Results: During the last 2 months of the study, 15 patients (55.6%) from the treatment group and 4 patients (16%) from the control group were clinically determined to have reached the endpoint “no aphthous ulcers status” (P < .01). The treatment group also had fewer outbreaks (P < .0001), less painful lesions (P < .0001) and shorter duration of outbreak (P < .0001).

Conclusions: Sublingual B12 at 1000mcg/d is an effective, safe and inexpensive treatment of recurrent aphthous stomatitis.

Successful Treatment of Chronic Erythema Nodosum with Vitamin B12

Volkov,I., Rudoy, I., and Press, Y.J Am Board Fam Pract 2005;18:567–9.

Objectives: To present a case study of a patient successfully treated with Vitamin B₁₂ for painful chronic erythema nodosum refractory to NSAIDs.

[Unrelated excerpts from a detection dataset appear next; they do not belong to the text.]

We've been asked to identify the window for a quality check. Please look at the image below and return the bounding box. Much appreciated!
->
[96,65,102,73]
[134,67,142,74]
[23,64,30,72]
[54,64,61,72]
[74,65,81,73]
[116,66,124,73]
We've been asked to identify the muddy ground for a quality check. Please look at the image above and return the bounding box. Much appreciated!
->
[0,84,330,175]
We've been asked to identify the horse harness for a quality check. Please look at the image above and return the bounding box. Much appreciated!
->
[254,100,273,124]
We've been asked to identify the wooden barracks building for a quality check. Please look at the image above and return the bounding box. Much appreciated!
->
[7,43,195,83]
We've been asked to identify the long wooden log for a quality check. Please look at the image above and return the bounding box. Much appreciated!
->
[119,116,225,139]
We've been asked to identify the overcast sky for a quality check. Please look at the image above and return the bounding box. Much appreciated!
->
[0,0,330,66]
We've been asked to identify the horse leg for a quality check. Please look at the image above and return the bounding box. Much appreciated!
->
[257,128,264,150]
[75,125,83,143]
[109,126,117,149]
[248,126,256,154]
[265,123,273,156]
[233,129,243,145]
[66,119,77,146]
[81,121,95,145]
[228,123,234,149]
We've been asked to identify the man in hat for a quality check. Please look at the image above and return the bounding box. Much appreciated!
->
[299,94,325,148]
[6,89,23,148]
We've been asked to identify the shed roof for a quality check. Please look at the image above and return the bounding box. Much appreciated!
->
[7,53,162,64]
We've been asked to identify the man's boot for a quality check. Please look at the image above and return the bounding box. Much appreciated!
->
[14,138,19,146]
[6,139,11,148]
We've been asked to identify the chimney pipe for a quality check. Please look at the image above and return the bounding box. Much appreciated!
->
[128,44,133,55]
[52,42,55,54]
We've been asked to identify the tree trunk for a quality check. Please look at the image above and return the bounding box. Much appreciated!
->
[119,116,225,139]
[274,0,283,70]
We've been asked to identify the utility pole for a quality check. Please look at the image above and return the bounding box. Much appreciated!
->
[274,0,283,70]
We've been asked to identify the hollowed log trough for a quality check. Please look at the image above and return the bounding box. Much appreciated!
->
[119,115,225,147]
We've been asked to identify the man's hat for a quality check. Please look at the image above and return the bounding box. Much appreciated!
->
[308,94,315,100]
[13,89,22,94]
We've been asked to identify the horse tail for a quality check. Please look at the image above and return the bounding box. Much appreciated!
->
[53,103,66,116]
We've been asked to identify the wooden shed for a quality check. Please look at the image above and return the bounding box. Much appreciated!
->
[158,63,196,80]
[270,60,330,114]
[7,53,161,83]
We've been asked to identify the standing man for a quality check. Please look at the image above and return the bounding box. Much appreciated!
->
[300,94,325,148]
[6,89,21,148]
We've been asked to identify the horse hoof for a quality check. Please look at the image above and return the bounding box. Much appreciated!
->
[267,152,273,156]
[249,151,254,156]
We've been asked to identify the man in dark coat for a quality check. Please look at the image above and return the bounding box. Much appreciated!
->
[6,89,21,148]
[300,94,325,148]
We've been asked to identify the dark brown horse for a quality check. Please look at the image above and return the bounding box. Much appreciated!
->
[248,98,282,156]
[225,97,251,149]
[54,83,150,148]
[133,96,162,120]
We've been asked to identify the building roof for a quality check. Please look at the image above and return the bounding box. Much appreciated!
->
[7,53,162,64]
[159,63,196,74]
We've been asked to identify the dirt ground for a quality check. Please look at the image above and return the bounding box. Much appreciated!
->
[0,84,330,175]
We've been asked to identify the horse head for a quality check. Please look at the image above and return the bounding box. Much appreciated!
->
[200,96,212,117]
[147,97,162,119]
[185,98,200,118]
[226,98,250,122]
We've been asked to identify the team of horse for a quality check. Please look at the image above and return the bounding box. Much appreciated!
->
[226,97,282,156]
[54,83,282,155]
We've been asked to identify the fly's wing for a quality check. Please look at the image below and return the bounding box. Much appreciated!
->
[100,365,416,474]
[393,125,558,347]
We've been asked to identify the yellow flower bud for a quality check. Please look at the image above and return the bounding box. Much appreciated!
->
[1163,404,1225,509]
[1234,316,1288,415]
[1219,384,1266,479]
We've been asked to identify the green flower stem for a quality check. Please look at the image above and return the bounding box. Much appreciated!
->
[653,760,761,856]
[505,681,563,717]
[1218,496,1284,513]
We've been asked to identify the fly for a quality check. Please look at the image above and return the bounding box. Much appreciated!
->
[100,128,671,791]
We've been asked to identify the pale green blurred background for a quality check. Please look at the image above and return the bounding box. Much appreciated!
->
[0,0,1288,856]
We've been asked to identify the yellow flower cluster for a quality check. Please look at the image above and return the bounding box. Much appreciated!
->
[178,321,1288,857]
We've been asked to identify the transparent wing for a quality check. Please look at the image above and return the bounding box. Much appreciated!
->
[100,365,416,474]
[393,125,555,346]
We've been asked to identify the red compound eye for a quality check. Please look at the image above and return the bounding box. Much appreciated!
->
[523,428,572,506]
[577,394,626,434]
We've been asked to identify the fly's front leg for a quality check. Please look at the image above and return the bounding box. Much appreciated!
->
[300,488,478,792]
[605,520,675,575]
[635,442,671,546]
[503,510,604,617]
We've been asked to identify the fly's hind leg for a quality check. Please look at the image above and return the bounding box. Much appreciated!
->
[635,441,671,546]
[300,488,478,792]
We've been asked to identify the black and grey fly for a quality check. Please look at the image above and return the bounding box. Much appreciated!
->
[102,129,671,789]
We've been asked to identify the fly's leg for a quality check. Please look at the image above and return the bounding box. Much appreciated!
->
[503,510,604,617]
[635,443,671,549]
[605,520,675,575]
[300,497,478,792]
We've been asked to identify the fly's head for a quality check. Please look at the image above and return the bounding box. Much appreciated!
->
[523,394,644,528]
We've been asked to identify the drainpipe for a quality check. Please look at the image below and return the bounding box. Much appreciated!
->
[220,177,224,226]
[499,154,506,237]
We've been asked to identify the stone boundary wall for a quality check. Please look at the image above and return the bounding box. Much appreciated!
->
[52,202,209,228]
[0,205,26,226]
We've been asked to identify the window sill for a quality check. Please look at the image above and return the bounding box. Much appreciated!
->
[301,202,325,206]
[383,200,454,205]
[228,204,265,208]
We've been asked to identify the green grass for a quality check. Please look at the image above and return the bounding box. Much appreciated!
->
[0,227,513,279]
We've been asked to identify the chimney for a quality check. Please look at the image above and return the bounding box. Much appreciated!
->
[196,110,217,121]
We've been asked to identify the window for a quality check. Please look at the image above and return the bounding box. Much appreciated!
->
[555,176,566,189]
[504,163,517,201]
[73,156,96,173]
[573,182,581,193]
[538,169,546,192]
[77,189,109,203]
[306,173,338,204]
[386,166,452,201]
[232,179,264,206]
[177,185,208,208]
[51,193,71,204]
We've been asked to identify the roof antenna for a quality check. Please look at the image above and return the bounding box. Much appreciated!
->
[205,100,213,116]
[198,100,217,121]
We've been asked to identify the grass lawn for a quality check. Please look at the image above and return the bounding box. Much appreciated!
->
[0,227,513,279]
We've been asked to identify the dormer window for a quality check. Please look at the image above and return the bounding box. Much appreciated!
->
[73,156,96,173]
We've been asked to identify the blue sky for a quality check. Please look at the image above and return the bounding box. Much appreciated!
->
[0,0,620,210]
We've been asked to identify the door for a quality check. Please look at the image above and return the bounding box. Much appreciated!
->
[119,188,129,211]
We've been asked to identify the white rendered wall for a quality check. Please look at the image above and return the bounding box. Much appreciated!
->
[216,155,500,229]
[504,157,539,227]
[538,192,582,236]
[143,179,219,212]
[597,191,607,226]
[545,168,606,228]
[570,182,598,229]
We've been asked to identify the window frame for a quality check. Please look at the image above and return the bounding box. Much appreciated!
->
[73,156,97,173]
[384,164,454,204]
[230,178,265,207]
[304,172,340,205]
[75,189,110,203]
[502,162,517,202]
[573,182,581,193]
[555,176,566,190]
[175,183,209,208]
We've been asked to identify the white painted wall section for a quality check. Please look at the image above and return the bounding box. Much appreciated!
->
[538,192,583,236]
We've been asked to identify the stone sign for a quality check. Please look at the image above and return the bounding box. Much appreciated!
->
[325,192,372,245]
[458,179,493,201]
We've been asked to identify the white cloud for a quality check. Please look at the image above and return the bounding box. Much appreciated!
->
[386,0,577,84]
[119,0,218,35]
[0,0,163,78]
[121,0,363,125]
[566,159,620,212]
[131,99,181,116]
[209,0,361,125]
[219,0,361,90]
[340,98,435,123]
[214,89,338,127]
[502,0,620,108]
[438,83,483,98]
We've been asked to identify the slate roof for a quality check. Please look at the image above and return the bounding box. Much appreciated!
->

Methods: A 38 year old female vegetarian patient was diagnosed with chronic erythema nodosum, numbness in extremities and a sub-clinical deficiency of Vitamin B12. The patient was treated with biweekly intramuscular injections of 1000 mcg B12 for 4 weeks. This was followed by sublingual vitamin B12 (1000mcg, biweekly).

Results: The numbness and rash began to show clinical signs of improvement within 2 weeks of treatment initiation. No recurrence of symptoms were reported.

Conclusions: Physicians should check for subclinical deficiency of B₁₂ in patients presenting with erythema nodosum or extremity numbness.